Un altro aspetto in cui la normativa appare carente è quello della trasparenza della Pubblica Amministrazione. Dovrebbe essere considerato reato il non organizzare gli uffici pubblici in maniera da consentire e da favorire un dialogo trasparente con l’utenza nonché l’attivazione di meccanismi di controllo da parte dei cittadini; ad esempio attraverso gli Uffici per le Relazioni con il Pubblico.
 
Su questo punto il vostro reporter, a sostegno della sua tesi, vorrebbe citare una recente intervista di Luca Ricolfi al Giornale di Sicilia, in cui il sociologo, autore del saggio Sacco al Nord, indica la protesta e la mobilitazione dinanzi ai malfunzionamenti della Pubblica Amministrazione come la principale azione del Sud per il proprio riscatto; e cita anche, al riguardo, Albert Hirschman ed il suo saggio "Lealtà, defezione, protesta". Orbene, da questo rispetto, impedire ed ostacolare questa giusta e virtuosa reazione dei cittadini, siano essi meridionali ovvero settentrionali, dovrebbe entrare a far parte delle azioni perseguite dal codice penale.
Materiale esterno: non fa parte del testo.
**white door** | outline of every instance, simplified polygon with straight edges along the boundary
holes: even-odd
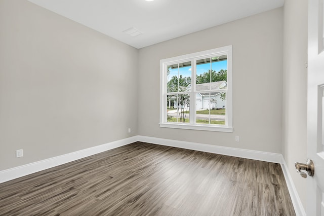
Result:
[[[309,216],[324,216],[324,0],[309,0],[307,157],[314,162],[307,178]]]

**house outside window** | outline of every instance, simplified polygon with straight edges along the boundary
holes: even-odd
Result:
[[[160,61],[160,127],[233,132],[232,46]]]

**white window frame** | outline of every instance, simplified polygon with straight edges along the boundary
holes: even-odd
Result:
[[[178,63],[191,61],[191,86],[195,83],[196,76],[196,61],[204,58],[208,58],[214,56],[227,55],[227,91],[226,92],[226,107],[225,125],[211,125],[196,123],[193,120],[195,119],[195,106],[194,108],[190,107],[190,123],[177,123],[167,121],[167,67],[168,65],[175,64]],[[229,45],[225,47],[213,49],[187,55],[161,59],[160,60],[160,119],[159,126],[161,127],[171,128],[179,128],[191,130],[207,130],[212,131],[233,132],[233,98],[232,98],[232,46]],[[196,101],[195,89],[191,88],[190,92],[186,92],[190,95],[190,101]],[[213,90],[213,91],[218,91]],[[184,92],[179,92],[183,93]],[[194,112],[192,112],[194,111]]]

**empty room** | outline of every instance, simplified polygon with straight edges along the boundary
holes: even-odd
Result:
[[[0,0],[0,215],[323,215],[323,17]]]

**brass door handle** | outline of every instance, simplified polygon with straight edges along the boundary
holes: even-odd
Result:
[[[314,163],[310,159],[307,159],[305,164],[295,163],[295,167],[296,167],[296,171],[303,178],[307,177],[307,175],[305,172],[302,172],[301,170],[307,171],[310,176],[314,175]]]

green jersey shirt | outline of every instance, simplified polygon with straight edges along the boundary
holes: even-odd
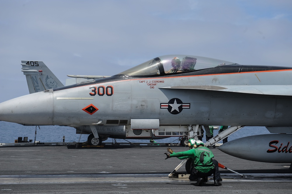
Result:
[[[194,167],[198,171],[206,173],[215,167],[212,158],[214,155],[208,148],[201,146],[195,149],[177,153],[173,152],[169,156],[181,160],[191,158],[194,160]]]

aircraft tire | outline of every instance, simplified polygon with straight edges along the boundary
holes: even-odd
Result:
[[[95,138],[92,134],[88,136],[87,141],[90,145],[94,146],[100,146],[101,145],[101,143],[102,142],[101,138],[100,137]]]
[[[187,140],[187,137],[184,137],[182,139],[180,140],[180,145],[182,146],[185,147],[187,145],[188,141],[188,140]]]

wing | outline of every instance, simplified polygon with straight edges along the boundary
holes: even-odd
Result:
[[[160,88],[200,90],[269,95],[292,96],[292,85],[187,85],[172,86]]]

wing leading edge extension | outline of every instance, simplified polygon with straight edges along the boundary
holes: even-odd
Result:
[[[255,94],[292,96],[292,85],[187,85],[172,86],[160,88],[170,89],[200,90],[223,91]]]

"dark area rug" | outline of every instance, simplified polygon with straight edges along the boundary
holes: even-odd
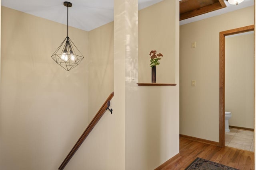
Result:
[[[239,170],[210,160],[197,158],[185,170]]]

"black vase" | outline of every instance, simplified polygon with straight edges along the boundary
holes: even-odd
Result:
[[[156,82],[156,66],[151,67],[151,81],[152,83]]]

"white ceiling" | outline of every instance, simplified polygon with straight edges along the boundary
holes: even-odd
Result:
[[[138,0],[140,9],[162,0]],[[2,6],[66,25],[67,7],[70,2],[68,25],[90,31],[114,20],[114,0],[2,0]]]
[[[114,0],[70,0],[72,6],[68,8],[68,25],[90,31],[114,20]],[[162,0],[138,0],[139,9]],[[63,0],[2,0],[2,5],[10,8],[66,24],[67,7]],[[244,0],[238,6],[225,3],[227,8],[188,18],[180,21],[187,23],[234,10],[254,5],[254,0]]]

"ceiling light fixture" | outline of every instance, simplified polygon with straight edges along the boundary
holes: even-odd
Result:
[[[238,5],[238,4],[240,4],[242,2],[244,1],[244,0],[227,0],[227,1],[231,5]]]
[[[72,4],[64,2],[63,4],[68,8],[67,37],[52,55],[52,58],[58,64],[69,71],[77,66],[84,57],[68,37],[68,7],[72,7]]]

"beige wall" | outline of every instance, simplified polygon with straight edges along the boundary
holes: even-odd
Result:
[[[146,12],[161,9],[166,15],[160,15],[159,17],[164,20],[172,21],[172,24],[169,25],[171,25],[169,30],[173,30],[176,33],[166,39],[166,41],[175,44],[175,50],[168,55],[175,57],[176,82],[179,82],[179,4],[178,0],[166,0],[143,10]],[[139,29],[138,33],[136,27],[138,19],[136,11],[137,7],[136,1],[115,2],[114,74],[104,75],[109,76],[106,82],[101,82],[97,79],[90,78],[90,86],[95,86],[98,82],[102,84],[111,84],[114,75],[115,95],[111,101],[113,115],[108,112],[105,113],[100,123],[94,129],[68,164],[67,170],[154,169],[179,152],[178,84],[176,86],[138,87],[136,84],[138,34],[140,32]],[[125,16],[124,11],[127,14]],[[149,18],[154,15],[148,14],[147,17]],[[140,16],[139,25],[141,22],[143,23],[144,21]],[[145,20],[146,21],[147,19]],[[92,48],[92,42],[98,45],[98,47],[93,47],[95,50],[102,48],[104,51],[112,49],[110,37],[112,32],[110,27],[112,25],[110,23],[89,32],[90,49]],[[161,32],[160,30],[157,33],[159,36],[163,35]],[[107,35],[102,35],[101,33]],[[91,37],[92,35],[93,36]],[[91,38],[96,39],[91,41]],[[139,38],[147,41],[146,37]],[[104,44],[100,44],[99,42],[101,41],[104,41]],[[171,43],[166,43],[165,44]],[[90,72],[90,74],[102,76],[106,70],[108,70],[111,67],[109,62],[112,60],[110,55],[110,54],[108,60],[105,59],[107,61],[102,62],[101,66],[99,66],[99,64],[94,63],[93,61],[100,61],[103,59],[101,59],[103,57],[95,55],[93,57],[96,58],[92,59],[90,63],[92,67],[90,71],[95,72]],[[95,68],[93,68],[94,66]],[[150,68],[149,65],[147,66]],[[130,81],[130,70],[135,72],[135,82]],[[103,85],[97,88],[98,90],[93,88],[92,90],[98,95],[100,90],[110,90]],[[101,104],[101,102],[96,102]]]
[[[149,73],[147,75],[149,75],[149,80],[146,78],[148,81],[144,82],[151,82],[148,54],[152,48],[156,47],[164,55],[160,67],[166,69],[169,74],[163,75],[161,82],[178,83],[179,9],[179,1],[164,0],[139,11],[138,74],[140,76],[143,75],[141,72],[144,71],[140,68],[145,66]],[[151,21],[149,22],[150,20]],[[165,26],[151,29],[152,23],[155,22],[157,25],[157,20],[165,23]],[[156,41],[149,45],[151,38],[149,35],[154,35],[156,40],[162,39],[162,41]],[[142,51],[144,52],[145,55],[141,55]],[[146,57],[144,63],[141,62],[141,57]],[[138,61],[138,59],[135,60]],[[174,66],[171,66],[173,65]],[[170,71],[169,67],[172,70],[174,69],[174,72],[168,72]],[[129,71],[129,67],[128,70]],[[157,72],[158,70],[158,67]],[[158,79],[158,76],[157,82],[161,80]],[[138,80],[142,82],[140,78]],[[138,86],[136,82],[126,82],[126,169],[154,169],[179,152],[179,86]]]
[[[89,119],[114,91],[114,22],[89,32]]]
[[[254,33],[226,37],[225,108],[229,125],[254,128]]]
[[[254,12],[251,6],[180,26],[180,134],[219,141],[219,32],[254,24]]]
[[[173,3],[175,2],[174,1]],[[166,3],[166,2],[164,2]],[[150,56],[156,50],[163,57],[156,66],[156,82],[176,83],[175,27],[173,25],[175,10],[169,5],[158,3],[139,12],[139,79],[140,83],[151,82]],[[175,8],[175,6],[172,7]],[[150,17],[149,17],[150,16]],[[170,39],[172,38],[172,39]]]
[[[114,22],[89,32],[89,40],[88,107],[90,121],[114,91]],[[124,148],[118,147],[122,136],[117,135],[120,129],[117,128],[116,123],[119,123],[120,115],[112,106],[114,100],[111,101],[110,107],[113,109],[113,114],[106,111],[65,169],[124,169],[124,163],[118,160],[122,159],[119,152]]]
[[[85,57],[67,72],[66,25],[4,7],[1,23],[1,169],[56,170],[88,122],[88,33],[69,29]]]

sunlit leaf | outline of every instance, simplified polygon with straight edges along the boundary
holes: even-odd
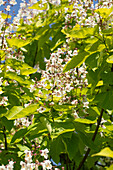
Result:
[[[92,156],[106,156],[113,158],[113,151],[109,147],[106,147],[102,149],[99,153],[93,154]]]

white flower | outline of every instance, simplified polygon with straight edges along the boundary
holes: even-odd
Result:
[[[47,148],[44,150],[41,150],[41,156],[44,156],[45,159],[48,158],[48,153],[49,153],[49,150]]]

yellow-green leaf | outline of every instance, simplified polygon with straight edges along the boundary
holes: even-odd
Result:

E lo stesso vale per il mobbing da parte degli uffici pubblici in reazione a reclami e ad azioni dell’utenza. Perché spesso e volentieri l’assenza al Sud di reazione a fenomeni inaccettabili come i cumuli di spazzatura a Napoli ed a Palermo, citati da Luca Ricolfi, nasce proprio dalla paura della reazione alla protesta da parte dell’inefficiente burocrazia e della classe politica delle amministrazioni locali, strettamente legate fra di loro; proprio come l’omertà nei confronti delle attività della criminalità organizzata nasce dalla paura delle reazioni di quest’ultima.
 
Una variazione della normativa penale nel verso soprariportato dovrebbe comunque portare la Magistratura a porre al centro il cittadino come titolare di diritti e di doveri, abbandonando a se stesse le sirene della Ragion di Stato, sinora fin troppo ascoltate: oggi, nel profondo Sud, protestare per i propri diritti violati comporta il concreto pericolo di vedersi perseguiti e condannati.
 
Speriamo che, su questi temi, le riflessioni dell’Esecutivo siano esaustive ed esso giunga a decisioni meditate; anche se le incombenti elezioni amministrative di medio termine possono indurre a decisioni frettolose.